Nilai tukar Rupiah terhadap dolar Amerika Serikat (AS) terus menguat. Rupiah memanfaatkan peluang pelemahan Dolar AS terhadap Euro.

Melansir Bloomberg Dollar Index, Senin (8/1/2018), Rupiah pada perdagangan spot exchange rate di pasar Asia menguat 16 poin atau 0,12% ke Rp13.400 per USD. Pagi ini Rupiah bergerak dalam rentang Rp13.381-Rp13.416 per USD.

Sementara Yahoofinance mencatat Rupiah menguat 16 poin atau 0,12% menjadi Rp13.395 per USD. Adapun pergerakan harian Rupiah, berada dalam rentang Rp13.388 per USD hingga Rp13.413 per USD.

Sementara itu, Dolar AS semakin tertekan setelah Euro melayang mendekati level tertinggi tiga tahunan. Euro stabil di USD1,20 setelah naik 0,45% pada minggu lalu. Mata uang bersama tersebut telah menguat 0,6% sepekan lalu. Jika berhasil naik di atas USD1,20 maka akan membawa Euro ke level tertingginya sejak Januari 2015.

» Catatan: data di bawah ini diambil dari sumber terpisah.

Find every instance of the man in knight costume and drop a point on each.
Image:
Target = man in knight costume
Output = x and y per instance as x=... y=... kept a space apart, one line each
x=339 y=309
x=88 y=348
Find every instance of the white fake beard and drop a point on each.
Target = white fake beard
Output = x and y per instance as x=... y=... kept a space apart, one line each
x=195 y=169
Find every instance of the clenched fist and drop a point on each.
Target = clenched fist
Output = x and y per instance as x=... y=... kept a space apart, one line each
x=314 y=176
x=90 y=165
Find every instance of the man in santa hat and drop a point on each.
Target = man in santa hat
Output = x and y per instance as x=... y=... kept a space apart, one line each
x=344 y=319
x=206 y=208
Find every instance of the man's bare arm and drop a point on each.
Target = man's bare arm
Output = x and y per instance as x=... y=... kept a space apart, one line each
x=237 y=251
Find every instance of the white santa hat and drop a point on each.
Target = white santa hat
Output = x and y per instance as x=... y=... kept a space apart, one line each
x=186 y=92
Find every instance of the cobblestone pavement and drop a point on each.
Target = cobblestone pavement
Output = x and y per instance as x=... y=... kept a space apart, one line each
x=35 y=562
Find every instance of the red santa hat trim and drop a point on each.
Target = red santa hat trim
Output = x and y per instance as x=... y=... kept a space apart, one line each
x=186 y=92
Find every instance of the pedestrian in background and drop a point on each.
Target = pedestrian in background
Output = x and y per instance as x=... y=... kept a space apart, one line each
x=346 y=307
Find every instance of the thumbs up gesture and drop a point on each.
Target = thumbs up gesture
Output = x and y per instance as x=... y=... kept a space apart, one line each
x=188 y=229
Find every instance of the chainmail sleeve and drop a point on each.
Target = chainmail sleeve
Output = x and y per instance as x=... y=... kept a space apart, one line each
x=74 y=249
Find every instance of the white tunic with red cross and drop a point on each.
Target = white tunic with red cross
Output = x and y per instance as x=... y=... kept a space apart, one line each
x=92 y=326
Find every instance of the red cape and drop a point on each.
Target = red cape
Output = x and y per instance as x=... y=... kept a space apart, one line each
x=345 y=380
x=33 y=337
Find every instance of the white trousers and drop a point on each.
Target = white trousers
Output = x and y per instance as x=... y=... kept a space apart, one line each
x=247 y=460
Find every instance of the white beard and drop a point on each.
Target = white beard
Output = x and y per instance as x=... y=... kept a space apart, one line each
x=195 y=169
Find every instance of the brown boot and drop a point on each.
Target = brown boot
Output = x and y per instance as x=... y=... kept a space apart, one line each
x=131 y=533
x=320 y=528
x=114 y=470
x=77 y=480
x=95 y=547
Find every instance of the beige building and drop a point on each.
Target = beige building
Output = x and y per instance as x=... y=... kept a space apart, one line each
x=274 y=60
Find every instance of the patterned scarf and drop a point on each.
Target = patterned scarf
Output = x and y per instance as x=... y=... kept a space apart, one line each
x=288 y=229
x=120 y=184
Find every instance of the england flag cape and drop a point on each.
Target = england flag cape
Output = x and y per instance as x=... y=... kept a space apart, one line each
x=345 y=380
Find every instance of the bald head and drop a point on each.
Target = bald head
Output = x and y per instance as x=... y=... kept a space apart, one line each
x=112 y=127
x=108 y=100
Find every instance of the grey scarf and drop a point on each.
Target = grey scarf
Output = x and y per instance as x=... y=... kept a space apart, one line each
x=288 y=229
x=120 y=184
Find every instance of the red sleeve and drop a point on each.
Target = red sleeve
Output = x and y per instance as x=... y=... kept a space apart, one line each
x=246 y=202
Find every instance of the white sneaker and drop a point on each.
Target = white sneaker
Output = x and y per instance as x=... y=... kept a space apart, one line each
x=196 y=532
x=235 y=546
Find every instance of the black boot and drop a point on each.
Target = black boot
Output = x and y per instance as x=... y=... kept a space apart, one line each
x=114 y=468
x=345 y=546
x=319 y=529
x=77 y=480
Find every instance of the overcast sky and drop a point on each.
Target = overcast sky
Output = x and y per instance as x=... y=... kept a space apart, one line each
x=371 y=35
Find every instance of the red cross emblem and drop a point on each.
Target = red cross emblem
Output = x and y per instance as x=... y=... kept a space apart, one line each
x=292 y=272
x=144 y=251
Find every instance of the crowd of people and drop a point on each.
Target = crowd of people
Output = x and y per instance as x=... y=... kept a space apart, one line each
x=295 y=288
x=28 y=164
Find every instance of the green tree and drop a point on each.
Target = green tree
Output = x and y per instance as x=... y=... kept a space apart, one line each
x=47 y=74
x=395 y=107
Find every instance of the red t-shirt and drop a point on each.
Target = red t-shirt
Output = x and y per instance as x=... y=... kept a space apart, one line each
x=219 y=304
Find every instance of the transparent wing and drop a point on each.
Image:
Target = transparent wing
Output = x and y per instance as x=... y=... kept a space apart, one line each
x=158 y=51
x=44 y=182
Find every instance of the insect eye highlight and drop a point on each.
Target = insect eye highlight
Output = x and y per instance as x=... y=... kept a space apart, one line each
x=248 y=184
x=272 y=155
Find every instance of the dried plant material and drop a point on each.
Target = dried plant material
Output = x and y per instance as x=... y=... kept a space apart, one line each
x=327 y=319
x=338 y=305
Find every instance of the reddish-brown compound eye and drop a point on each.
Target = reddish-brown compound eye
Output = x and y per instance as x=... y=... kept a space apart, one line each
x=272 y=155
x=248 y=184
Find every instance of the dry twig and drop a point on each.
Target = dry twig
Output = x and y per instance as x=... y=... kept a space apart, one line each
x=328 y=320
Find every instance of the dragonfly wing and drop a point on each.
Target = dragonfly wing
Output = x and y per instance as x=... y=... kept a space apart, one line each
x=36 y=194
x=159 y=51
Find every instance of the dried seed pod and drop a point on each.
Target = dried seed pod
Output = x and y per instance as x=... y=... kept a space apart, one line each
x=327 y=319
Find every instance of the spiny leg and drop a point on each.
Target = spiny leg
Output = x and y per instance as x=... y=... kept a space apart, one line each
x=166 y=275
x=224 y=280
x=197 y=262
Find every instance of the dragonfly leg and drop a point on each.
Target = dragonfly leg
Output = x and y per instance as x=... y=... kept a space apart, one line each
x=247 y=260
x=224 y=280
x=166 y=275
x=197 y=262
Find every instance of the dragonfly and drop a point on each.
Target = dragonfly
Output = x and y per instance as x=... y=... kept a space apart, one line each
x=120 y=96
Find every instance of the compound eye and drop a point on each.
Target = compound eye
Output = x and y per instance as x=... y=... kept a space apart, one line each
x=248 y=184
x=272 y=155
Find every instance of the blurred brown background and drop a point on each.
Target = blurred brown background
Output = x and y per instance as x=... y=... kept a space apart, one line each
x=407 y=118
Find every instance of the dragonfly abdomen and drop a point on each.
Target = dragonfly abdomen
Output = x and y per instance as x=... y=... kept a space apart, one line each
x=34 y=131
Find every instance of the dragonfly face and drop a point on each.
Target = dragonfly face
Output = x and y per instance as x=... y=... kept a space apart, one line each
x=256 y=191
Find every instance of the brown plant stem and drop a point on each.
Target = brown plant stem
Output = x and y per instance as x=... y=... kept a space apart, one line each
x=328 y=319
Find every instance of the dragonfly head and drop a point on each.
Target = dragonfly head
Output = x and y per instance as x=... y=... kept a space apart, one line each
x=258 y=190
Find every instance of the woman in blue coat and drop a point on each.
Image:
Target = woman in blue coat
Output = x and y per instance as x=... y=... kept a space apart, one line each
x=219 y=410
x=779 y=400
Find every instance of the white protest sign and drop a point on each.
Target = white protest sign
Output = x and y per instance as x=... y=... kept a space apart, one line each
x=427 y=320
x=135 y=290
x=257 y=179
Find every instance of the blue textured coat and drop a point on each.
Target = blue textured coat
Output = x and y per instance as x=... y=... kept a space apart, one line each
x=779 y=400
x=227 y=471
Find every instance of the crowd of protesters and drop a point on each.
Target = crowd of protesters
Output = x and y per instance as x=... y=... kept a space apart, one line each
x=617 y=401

Penguatan Euro didukung data ekonomi zona Euro yang ditutup pada 2017 dengan pertumbuhan terkuat dalam hampir tujuh tahun.

Pelemahan Dolar AS terjadi karena dolar gagal menarik dukungan dari laporan pekerjaan yang lebih kuat dari perkiraan. Data ADP Research Institute menunjukkan perusahaaan swasta di Amerika menambahkan 250.000 pekerjaan pada Desember, kenaikan bulanan terbesar sejak Maret.